I was asked wheter I know a practical application of the Binomial Theorem in Computer Science. One well known problem in numerical mathematics is the so called ‘cancellaion’ that happens, when two almost equal numbers are subtracted.
In the term \((a-b)^2\) exact this can happen, if \(a\) and \(b\) are almost equal. On the other hand, by applying the Binomial Theorem, the substraction \(a-b\) can be preveted, as \((a-b)^2 = a^2 - 2ab + b^2\). We demonstrate this behavior for various \(a\)s and \(b\)s that are almost equal, i.e., \(b=a-\epsilon\), such that \((a-b)^2=(a-a+\epsilon)^2=\epsilon^2\), and \(a^2-2ab+b^2=a^2-2a(a-\epsilon)+(a-\epsilon)^2\). Forthermore we demonstrate that computing \(a^2-2ab+b^2\) is not allways numerical euqal to \(a^2+b^2-2ab\) in such settings.

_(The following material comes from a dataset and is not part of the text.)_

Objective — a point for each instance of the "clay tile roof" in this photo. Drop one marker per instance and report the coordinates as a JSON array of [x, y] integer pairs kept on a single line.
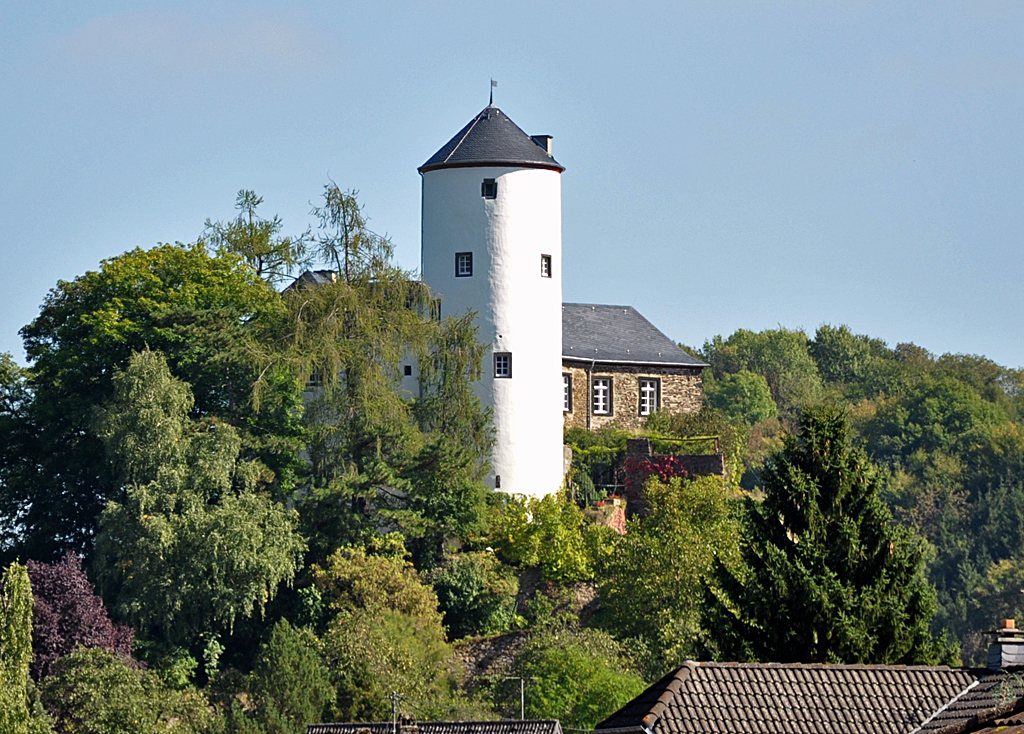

## examples with a and b almost equal
## this distroies precision by the term a-b, the so called cancellation
## see https://stat.ethz.ch/Teaching/maechler/R/useR_2018/Maechler_Accuracy.pdf
bs <- function(a, b) a^2 - 2*a*b + b^2
bt <- function(a, b) a^2 + b^2 - 2*a*b
bf <- function(a, b) (a-b)^2
eps <- 1e-1
a <- 1; b <- a - eps
rs <- bs(a,b); rt <- bt(a,b); rf <- bf(a,b)
format(rs, digits=22); format(rt, digits=22); format(rf, digits=22)
## [1] "0.01000000000000000888178"
## [1] "0.01000000000000000888178"
## [1] "0.009999999999999995003996"
rs == rf; rs==rt; rf==rt
## [1] FALSE
## [1] TRUE
## [1] FALSE
rs == eps^2; rf==eps^2; rt==eps^2
## [1] FALSE
## [1] FALSE
## [1] FALSE
a <- 10; b <- a - 1e-1
rs <- bs(a,b); rt <- bt(a,b); rf <- bf(a,b)
format(rs, digits=22); format(rt, digits=22); format(rf, digits=22)
## [1] "0.0100000000000051159077"
## [1] "0.009999999999990905052982"
## [1] "0.009999999999999929084504"
rs == rf; rs==rt; rf==rt
## [1] FALSE
## [1] FALSE
## [1] FALSE
rs == eps^2; rf==eps^2; rt==eps^2
## [1] FALSE
## [1] FALSE
## [1] FALSE
a <- 1e8; b <- a - 1e-1
rs <- bs(a,b); rt <- bt(a,b); rf <- bf(a,b)
format(rs, digits=22); format(rt, digits=22); format(rf, digits=22)
## [1] "2"
## [1] "0"
## [1] "0.009999998807907140019324"
rs == rf; rs==rt; rf==rt
## [1] FALSE
## [1] FALSE
## [1] FALSE
rs == eps^2; rf==eps^2; rt==eps^2
## [1] FALSE
## [1] FALSE
## [1] FALSE
as <- c(1,10,1e5,1e8)
n <- 16
eps <- 10^-(1:n)
wahr <- eps^2
for (a in as) {
m <- data.frame(a=rep(a, n))
m$b <- a - eps
m$d <- bs(m$a, m$b) - bf(m$a, m$b)
m$e <- bs(m$a, m$b) - bt(m$a, m$b)
m$t1 <- bs(m$a, m$b) - wahr
m$t2 <- bf(m$a, m$b) - wahr
m$t3 <- bt(m$a, m$b) - wahr
plot(1:n, m$e, type="b", main=bquote(
"Error of "(a^2 - 2*a*b + b^2) - (a-b)^2*" with "*c(a,b)==c(.(a),.(a)-10^-x)),
axes=FALSE, xlab="x", ylab="Error", ylim=c(min(m[,-c(1,2)]), max(m[,-c(1,2)])))
axis(1, 1:n); axis(2)
#abline(0,0, col="red", lty=2)
lines(1:n, m$d, type="b", col="blue")
lines(1:n, m$t1, type="l", col="green")
lines(1:n, m$t2, type="l", col="orange")
lines(1:n, m$t3, type="l", col="violet")
}
There are a lot of (technical) questions that may be asked to explain the above behavior. But the main point here was to demonstrate that knowledge of the Binomial Thereom can be applied to Computer Science to better understand what is going on in such situations.